Segundo ele, a cobrança exercida sobre o pagamento da propina era muito grande.
“Numa determinada época chegamos a atrasar e a cobrança era efetiva”, comentou.
Mendonça Neto afirmou que, até a negociação com Costa e Duque, ocorrida entre os anos de 2003 e 2004, as empresa apenas não concorriam entre si. Depois do acerto com as duas diretorias, os convites da Petrobras para participar das concorrências eram mais dirigidos a essas companhias.
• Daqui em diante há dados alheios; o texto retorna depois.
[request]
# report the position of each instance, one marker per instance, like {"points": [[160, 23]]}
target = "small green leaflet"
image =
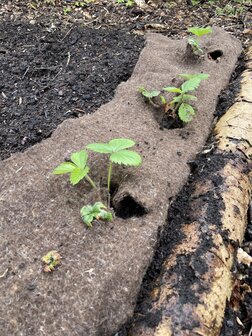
{"points": [[78, 168], [186, 112], [172, 89], [200, 31], [78, 174]]}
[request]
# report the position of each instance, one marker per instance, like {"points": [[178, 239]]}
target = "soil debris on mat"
{"points": [[41, 212], [45, 40]]}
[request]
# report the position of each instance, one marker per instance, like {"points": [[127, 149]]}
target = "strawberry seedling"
{"points": [[77, 168], [180, 103], [118, 154], [51, 260], [194, 41]]}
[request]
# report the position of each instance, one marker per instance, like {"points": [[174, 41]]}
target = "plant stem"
{"points": [[181, 101], [91, 181], [109, 174]]}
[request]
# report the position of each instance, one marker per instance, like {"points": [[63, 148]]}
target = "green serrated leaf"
{"points": [[163, 100], [172, 89], [80, 158], [200, 31], [98, 206], [78, 174], [126, 157], [177, 99], [64, 168], [106, 215], [186, 112], [187, 97]]}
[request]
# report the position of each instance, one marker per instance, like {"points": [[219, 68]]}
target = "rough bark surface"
{"points": [[95, 288], [190, 295]]}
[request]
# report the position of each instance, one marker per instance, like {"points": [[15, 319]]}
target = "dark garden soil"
{"points": [[56, 66], [52, 76]]}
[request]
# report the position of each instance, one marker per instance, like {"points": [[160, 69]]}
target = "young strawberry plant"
{"points": [[180, 103], [118, 154], [194, 41], [77, 168], [150, 95], [98, 211], [51, 260]]}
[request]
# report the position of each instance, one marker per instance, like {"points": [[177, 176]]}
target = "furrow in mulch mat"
{"points": [[95, 288]]}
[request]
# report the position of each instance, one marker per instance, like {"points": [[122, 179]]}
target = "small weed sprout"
{"points": [[118, 154], [194, 42], [98, 211], [180, 103], [77, 168], [51, 260]]}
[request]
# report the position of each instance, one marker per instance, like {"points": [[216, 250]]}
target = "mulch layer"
{"points": [[60, 60]]}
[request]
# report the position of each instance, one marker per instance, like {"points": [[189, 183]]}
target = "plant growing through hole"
{"points": [[77, 168], [98, 211], [194, 41], [118, 154], [180, 103]]}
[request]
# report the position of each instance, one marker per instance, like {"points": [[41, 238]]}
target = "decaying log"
{"points": [[190, 295]]}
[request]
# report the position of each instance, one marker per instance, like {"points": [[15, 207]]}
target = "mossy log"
{"points": [[190, 295]]}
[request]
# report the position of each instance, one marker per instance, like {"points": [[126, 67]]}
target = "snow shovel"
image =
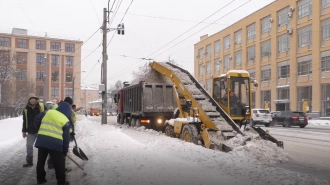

O empresário afirmou que a Setal, uma de suas empresas, era representada nas reuniões do cartel por seu diretor comercial, Marcos Berti, que lhe relatava as decisões do grupo. Segundo o empresário, a maioria dos encontros do cartel ocorreu na sede da construtora UTC, no Rio, ou no escritório de São Paulo, e o coordenador dos encontros era Ricardo pessoa, presidente da empresa.
O empresário reafirmou que, durante os anos de atuação do cartel, a Camargo Corrêa teve três representantes. O primeiro deles foi João Auler, hoje membro do conselho de administração da construtora, Dalton Avancini e Eduardo Leite, presidente e vice-presidente, pela ordem.